21. A linear array antenna as in claim 10, wherein said signal
processor is (i) responsive to said sum and difference signal
outputs to determine an azimuth bearing of said distant signal
source, subject to coning error, (ii) arranged to provide an
azimuth correction factor representing a coning error correction
based upon amplitude comparison between said first and second
output signals (22 and 23), and (iii) arranged to utilize said
azimuth correction factor to offset said coning error.
Description
BACKGROUND OF THE INVENTION
This invention relates to linear array antennas aligned transverse
to a forward beam direction and, more particularly, to such
antennas utilizing a linear array of multi-radiator elements each
of which includes two or more radiators in an end-fire
configuration.
Identification Friend or Foe (IFF) systems are used to enable
aircraft to transmit and receive signals for identification of
other aircraft. Airborne radar systems are also used for target
location without identification capabilities. The higher
frequencies typically used for airborne radar permit use of
antennas providing reasonable beam resolution both vertically and
horizontally. Airborne linear array antennas used for IFF may, by
contrast, lack the capability of providing vertical resolution.
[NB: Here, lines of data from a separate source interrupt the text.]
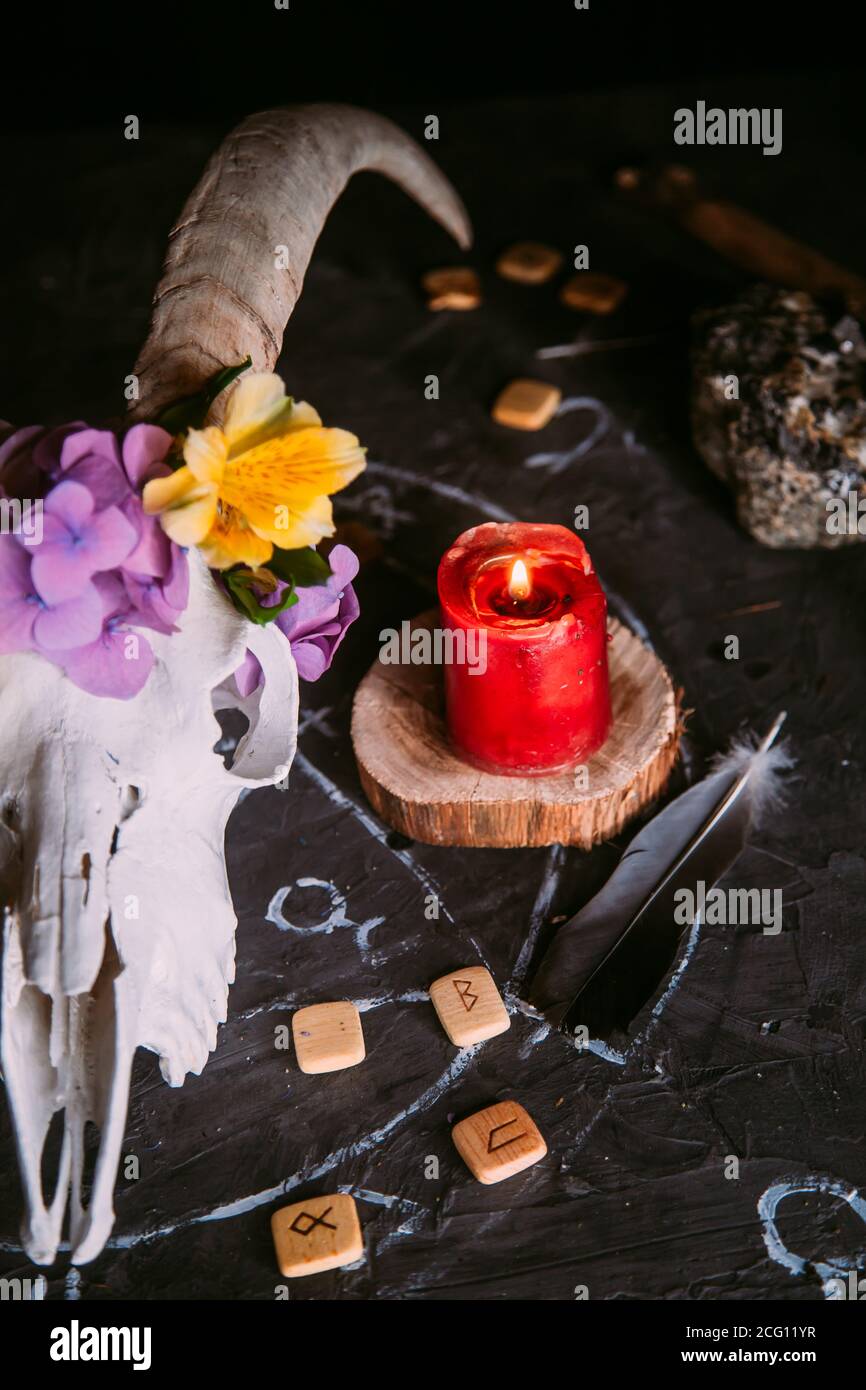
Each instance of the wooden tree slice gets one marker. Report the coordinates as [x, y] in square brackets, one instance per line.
[417, 784]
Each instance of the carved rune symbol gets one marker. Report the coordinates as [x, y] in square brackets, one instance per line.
[314, 1222]
[513, 1139]
[466, 993]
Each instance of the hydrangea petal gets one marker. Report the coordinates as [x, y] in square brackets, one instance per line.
[117, 665]
[72, 623]
[145, 446]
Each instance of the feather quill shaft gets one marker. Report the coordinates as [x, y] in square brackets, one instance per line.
[612, 957]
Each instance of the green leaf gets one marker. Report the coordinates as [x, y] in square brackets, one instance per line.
[241, 585]
[305, 567]
[191, 412]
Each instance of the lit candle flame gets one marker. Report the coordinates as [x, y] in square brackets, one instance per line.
[520, 585]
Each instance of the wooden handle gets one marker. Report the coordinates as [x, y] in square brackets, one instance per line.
[751, 242]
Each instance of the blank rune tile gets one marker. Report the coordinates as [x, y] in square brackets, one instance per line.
[328, 1037]
[530, 263]
[498, 1141]
[527, 405]
[458, 287]
[469, 1005]
[594, 293]
[316, 1235]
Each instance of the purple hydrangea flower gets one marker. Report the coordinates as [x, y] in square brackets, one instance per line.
[118, 660]
[77, 542]
[314, 626]
[103, 567]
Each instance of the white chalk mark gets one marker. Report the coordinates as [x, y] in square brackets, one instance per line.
[768, 1207]
[376, 503]
[373, 827]
[549, 883]
[246, 1204]
[534, 1039]
[364, 1194]
[584, 346]
[444, 489]
[337, 918]
[559, 460]
[317, 719]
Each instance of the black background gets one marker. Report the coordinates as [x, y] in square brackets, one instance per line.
[86, 63]
[537, 102]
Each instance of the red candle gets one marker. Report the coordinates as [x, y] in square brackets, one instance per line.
[538, 699]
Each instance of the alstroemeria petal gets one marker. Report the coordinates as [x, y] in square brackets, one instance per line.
[256, 399]
[232, 542]
[303, 527]
[205, 452]
[186, 506]
[282, 480]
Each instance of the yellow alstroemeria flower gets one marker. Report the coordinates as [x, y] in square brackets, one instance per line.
[262, 480]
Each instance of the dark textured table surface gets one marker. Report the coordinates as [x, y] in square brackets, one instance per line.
[758, 1052]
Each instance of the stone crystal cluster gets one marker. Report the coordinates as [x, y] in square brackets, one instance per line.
[779, 413]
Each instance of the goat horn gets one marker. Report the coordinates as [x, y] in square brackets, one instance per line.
[271, 184]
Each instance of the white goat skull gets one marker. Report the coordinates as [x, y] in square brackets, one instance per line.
[118, 925]
[123, 931]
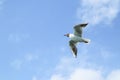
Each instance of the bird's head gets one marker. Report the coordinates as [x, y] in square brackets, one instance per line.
[67, 34]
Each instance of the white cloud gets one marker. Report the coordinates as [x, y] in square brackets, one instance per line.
[68, 71]
[25, 60]
[16, 38]
[114, 75]
[34, 78]
[31, 57]
[98, 11]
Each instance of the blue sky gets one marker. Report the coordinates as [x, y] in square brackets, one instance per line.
[33, 46]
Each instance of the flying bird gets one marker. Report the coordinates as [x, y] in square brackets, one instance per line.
[76, 37]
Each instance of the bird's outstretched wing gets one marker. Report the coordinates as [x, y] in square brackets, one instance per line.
[78, 29]
[73, 48]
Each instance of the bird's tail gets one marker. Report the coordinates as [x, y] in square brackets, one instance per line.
[87, 41]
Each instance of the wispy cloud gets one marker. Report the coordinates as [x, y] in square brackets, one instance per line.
[80, 73]
[98, 11]
[86, 65]
[25, 60]
[16, 38]
[34, 78]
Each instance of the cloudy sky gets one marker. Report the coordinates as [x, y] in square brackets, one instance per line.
[32, 45]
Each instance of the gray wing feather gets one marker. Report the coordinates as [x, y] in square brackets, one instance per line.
[78, 29]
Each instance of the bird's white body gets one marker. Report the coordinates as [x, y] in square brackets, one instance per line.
[78, 38]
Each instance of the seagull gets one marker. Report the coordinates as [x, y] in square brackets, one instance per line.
[76, 37]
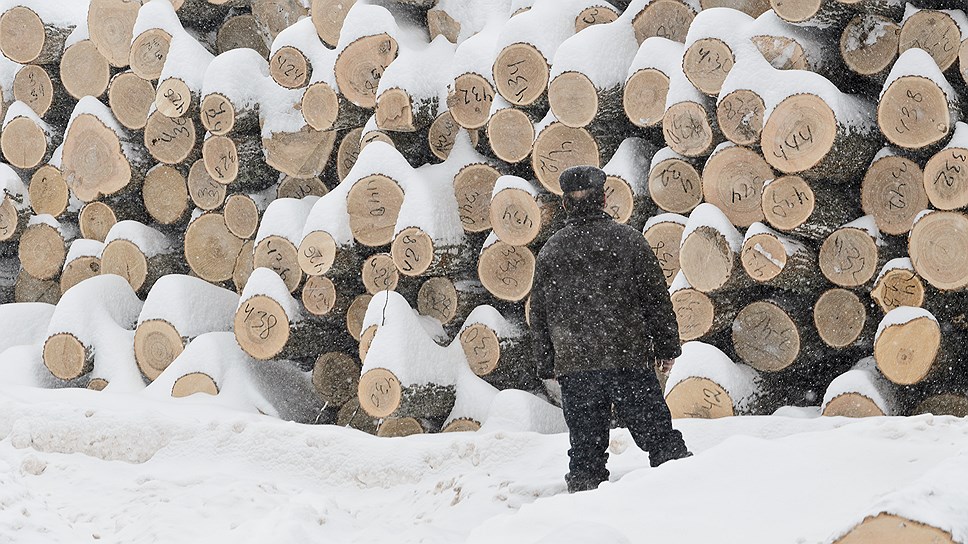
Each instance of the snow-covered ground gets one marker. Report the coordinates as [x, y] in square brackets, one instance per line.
[83, 466]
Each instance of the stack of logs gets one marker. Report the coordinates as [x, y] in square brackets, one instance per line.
[798, 168]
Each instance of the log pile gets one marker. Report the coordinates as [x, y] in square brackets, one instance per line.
[800, 171]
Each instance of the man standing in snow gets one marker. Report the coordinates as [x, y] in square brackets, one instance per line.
[601, 315]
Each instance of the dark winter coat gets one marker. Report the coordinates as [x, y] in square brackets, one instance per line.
[599, 300]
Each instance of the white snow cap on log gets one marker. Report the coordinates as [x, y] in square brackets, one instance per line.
[602, 52]
[708, 215]
[240, 74]
[401, 331]
[632, 162]
[191, 304]
[513, 410]
[700, 360]
[900, 316]
[918, 62]
[286, 217]
[274, 388]
[265, 282]
[864, 378]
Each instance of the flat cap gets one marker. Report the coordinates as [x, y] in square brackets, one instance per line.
[580, 178]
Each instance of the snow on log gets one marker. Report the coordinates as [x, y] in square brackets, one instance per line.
[231, 92]
[663, 232]
[211, 250]
[280, 233]
[92, 330]
[811, 210]
[270, 324]
[367, 45]
[131, 99]
[945, 176]
[700, 315]
[917, 108]
[710, 253]
[583, 89]
[733, 179]
[139, 254]
[706, 384]
[909, 345]
[26, 140]
[43, 246]
[860, 392]
[627, 197]
[521, 213]
[647, 81]
[675, 184]
[526, 48]
[411, 92]
[83, 261]
[34, 31]
[213, 364]
[506, 271]
[938, 246]
[851, 255]
[779, 261]
[498, 350]
[776, 333]
[898, 284]
[893, 191]
[843, 320]
[172, 317]
[420, 384]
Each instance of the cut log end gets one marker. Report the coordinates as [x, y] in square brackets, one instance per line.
[664, 239]
[279, 255]
[470, 101]
[521, 74]
[695, 314]
[740, 117]
[848, 257]
[765, 337]
[559, 147]
[913, 113]
[699, 398]
[799, 133]
[380, 273]
[852, 405]
[130, 98]
[511, 134]
[906, 352]
[66, 357]
[156, 344]
[261, 327]
[379, 392]
[22, 34]
[687, 131]
[706, 259]
[438, 298]
[507, 271]
[573, 99]
[373, 205]
[644, 97]
[196, 382]
[473, 186]
[706, 64]
[840, 317]
[412, 251]
[891, 528]
[938, 247]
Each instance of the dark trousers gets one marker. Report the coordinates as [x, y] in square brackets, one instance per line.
[587, 399]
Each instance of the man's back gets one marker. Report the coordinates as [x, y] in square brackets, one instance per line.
[601, 297]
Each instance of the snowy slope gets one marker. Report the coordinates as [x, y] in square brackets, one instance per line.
[80, 466]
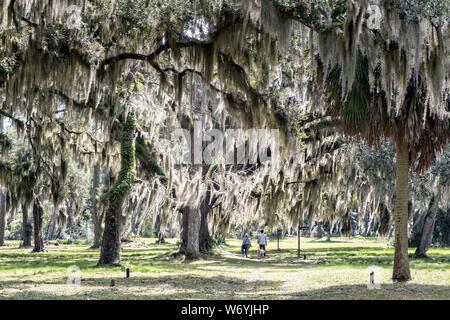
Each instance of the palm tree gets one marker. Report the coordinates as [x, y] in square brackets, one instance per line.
[364, 113]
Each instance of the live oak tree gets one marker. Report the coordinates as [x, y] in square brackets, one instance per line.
[378, 82]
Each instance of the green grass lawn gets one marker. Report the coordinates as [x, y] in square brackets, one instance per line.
[332, 270]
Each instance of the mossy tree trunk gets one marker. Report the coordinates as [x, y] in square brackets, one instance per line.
[184, 228]
[97, 216]
[27, 228]
[110, 250]
[205, 208]
[193, 243]
[426, 236]
[401, 272]
[2, 216]
[38, 213]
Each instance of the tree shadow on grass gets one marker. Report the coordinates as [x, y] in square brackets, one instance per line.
[221, 287]
[161, 288]
[394, 291]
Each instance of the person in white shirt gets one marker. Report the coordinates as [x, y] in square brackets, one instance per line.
[262, 241]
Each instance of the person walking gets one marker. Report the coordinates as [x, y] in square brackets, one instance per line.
[246, 244]
[262, 242]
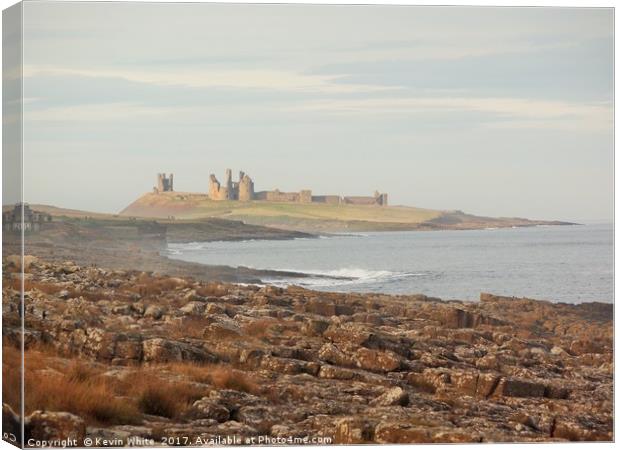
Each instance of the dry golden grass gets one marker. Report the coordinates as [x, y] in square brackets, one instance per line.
[11, 375]
[152, 286]
[81, 388]
[163, 398]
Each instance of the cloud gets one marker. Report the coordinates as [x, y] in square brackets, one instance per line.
[503, 110]
[279, 80]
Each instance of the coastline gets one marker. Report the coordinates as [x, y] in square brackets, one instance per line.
[357, 368]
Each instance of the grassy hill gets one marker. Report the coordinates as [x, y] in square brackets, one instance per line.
[311, 216]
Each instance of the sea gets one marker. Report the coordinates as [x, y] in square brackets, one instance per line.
[571, 264]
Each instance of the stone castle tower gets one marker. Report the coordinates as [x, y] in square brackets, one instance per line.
[164, 184]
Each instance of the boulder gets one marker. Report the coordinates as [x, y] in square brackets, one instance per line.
[208, 408]
[377, 360]
[353, 430]
[401, 433]
[510, 387]
[54, 425]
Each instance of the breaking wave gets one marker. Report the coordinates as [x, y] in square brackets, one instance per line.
[340, 277]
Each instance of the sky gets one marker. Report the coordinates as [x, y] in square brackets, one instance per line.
[493, 111]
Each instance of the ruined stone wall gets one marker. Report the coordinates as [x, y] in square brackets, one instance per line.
[246, 188]
[329, 199]
[359, 200]
[216, 190]
[305, 196]
[277, 196]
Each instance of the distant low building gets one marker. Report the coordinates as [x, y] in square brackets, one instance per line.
[12, 220]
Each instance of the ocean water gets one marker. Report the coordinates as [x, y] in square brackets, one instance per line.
[559, 263]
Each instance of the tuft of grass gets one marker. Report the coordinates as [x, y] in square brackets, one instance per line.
[162, 398]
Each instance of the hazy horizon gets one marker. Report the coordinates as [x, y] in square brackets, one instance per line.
[493, 111]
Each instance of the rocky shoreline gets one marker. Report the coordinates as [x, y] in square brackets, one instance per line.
[251, 361]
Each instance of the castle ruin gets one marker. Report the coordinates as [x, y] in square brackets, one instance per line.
[243, 190]
[164, 184]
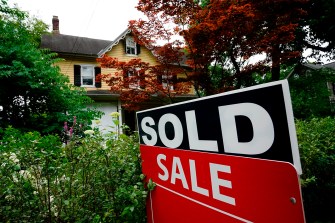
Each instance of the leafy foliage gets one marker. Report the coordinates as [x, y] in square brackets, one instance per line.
[310, 94]
[138, 82]
[94, 178]
[214, 32]
[317, 152]
[33, 93]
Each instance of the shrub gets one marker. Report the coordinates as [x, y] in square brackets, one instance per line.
[96, 178]
[317, 151]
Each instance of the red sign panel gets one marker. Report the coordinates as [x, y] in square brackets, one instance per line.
[207, 187]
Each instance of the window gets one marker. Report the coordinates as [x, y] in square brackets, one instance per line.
[87, 76]
[168, 81]
[133, 79]
[130, 46]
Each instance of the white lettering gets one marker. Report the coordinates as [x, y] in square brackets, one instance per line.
[193, 138]
[217, 182]
[164, 177]
[194, 182]
[262, 128]
[178, 130]
[178, 172]
[148, 130]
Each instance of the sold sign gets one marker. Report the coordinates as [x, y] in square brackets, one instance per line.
[254, 123]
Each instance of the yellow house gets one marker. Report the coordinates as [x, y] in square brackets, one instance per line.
[80, 65]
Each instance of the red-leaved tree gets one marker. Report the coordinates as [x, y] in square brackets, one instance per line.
[201, 34]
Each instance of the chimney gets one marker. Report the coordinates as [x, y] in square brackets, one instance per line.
[55, 25]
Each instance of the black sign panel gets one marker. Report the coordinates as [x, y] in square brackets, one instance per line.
[254, 122]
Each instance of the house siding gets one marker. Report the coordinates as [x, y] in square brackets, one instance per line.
[67, 65]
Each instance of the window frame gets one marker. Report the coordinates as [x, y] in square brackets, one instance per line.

Without vertical, or elevation, resolving capability, no elevation
information is provided by the system. Consider the example of a
linear array antenna arranged to provide a vertical fan beam
scannable side-to-side in azimuth. The straight vertical fan beam
that the antenna provides in the on-boresight direction
perpendicular to the linear array becomes curved or conical in
shape when the beam is scanned off boresight. As a result, as
illustrated in FIG. 1, if a target exists at a location (a)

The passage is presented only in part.